Carbon2Chem

製鋼所の製鋼工程で発生する二酸化炭素(CO2)などのガスを燃料、樹脂、肥料などの化学製品の生産に活用することを目指すドイツの共同研究プロジェクト。基礎研究の成果を市場投入できる段階に発展させるための研究開発に取り組む。

同プロジェクトには、独鉄鋼大手ティッセンクルップなどの民間企業や、マックスプランク研究所、フラウンフォーファー研究所、大学などの研究機関の計17パートナーが参加している。

プロジェクトのパートナーは2025年までに1億ユーロ超の投資を計画。また、ドイツ連邦教育研究省(BMBF)は同プロジェクトに6,000万ユーロ以上を支援している。

製鋼工程で発生するガスは従来、燃焼させて電気や熱に変換し、製鋼工程で使用してきた。今回のプロジェクトでは、製鋼工程で発生するガスを化学製品に活用することを目指す。製鋼工程で発生するガスには、水素、窒素、炭素などが含まれている。ただ、例えば、製鋼所で発生するガスをアンモニアに変換し、化学肥料の原料とする技術はすでに確立しているが、経済性を確保できていないという。

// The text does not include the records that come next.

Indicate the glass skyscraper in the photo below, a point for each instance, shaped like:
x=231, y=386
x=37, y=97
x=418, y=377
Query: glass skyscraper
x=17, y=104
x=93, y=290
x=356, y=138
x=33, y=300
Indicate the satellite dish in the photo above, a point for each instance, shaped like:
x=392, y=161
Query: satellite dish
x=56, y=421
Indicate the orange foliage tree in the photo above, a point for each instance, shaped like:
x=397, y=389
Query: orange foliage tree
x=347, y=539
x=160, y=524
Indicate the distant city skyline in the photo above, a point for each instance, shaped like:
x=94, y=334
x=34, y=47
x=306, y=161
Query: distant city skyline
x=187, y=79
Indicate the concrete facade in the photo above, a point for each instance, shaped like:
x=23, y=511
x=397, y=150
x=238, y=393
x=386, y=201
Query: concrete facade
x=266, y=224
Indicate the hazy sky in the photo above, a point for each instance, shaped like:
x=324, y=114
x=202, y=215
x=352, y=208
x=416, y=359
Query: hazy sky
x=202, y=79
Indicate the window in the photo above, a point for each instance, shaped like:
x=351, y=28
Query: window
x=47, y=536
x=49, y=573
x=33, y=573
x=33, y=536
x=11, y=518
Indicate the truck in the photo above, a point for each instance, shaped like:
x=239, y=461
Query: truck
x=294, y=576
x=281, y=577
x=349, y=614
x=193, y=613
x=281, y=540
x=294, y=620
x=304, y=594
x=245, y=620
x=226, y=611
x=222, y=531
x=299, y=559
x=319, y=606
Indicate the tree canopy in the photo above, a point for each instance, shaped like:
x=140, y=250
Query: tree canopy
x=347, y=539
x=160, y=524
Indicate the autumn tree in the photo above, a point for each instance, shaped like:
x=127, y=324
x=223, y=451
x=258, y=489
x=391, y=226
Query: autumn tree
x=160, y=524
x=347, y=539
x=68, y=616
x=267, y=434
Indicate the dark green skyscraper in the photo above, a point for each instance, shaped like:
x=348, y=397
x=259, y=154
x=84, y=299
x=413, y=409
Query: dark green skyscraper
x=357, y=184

Carbon2Chemでは、市場投入できる水準に達するには少なくとも10年の開発期間が必要であると見込んでいる。

また、Carbon2Chemの取り組みを通した技術により、将来、鉄鋼業界が排出する二酸化炭素(CO2)のうち年2,000万トンを経済的に活用できると見込んでいる。

ティッセンクルップ・スチール・ヨーロッパの本社のあるデュースブルクではこのほど、同社の敷地内にCarbon2Chemの技術センターを建設するための鍬入れ式が行われた。同技術センターは、Carbon2Chemの開発プロジェクトで中心的な役割を担うという。2018年春に完成する予定。

ティッセンクルップは同センターの建設に3,380万ユーロを投資する。また、BMBFは支援予算から約1,000万ユーロを技術センターの設備などに拠出する。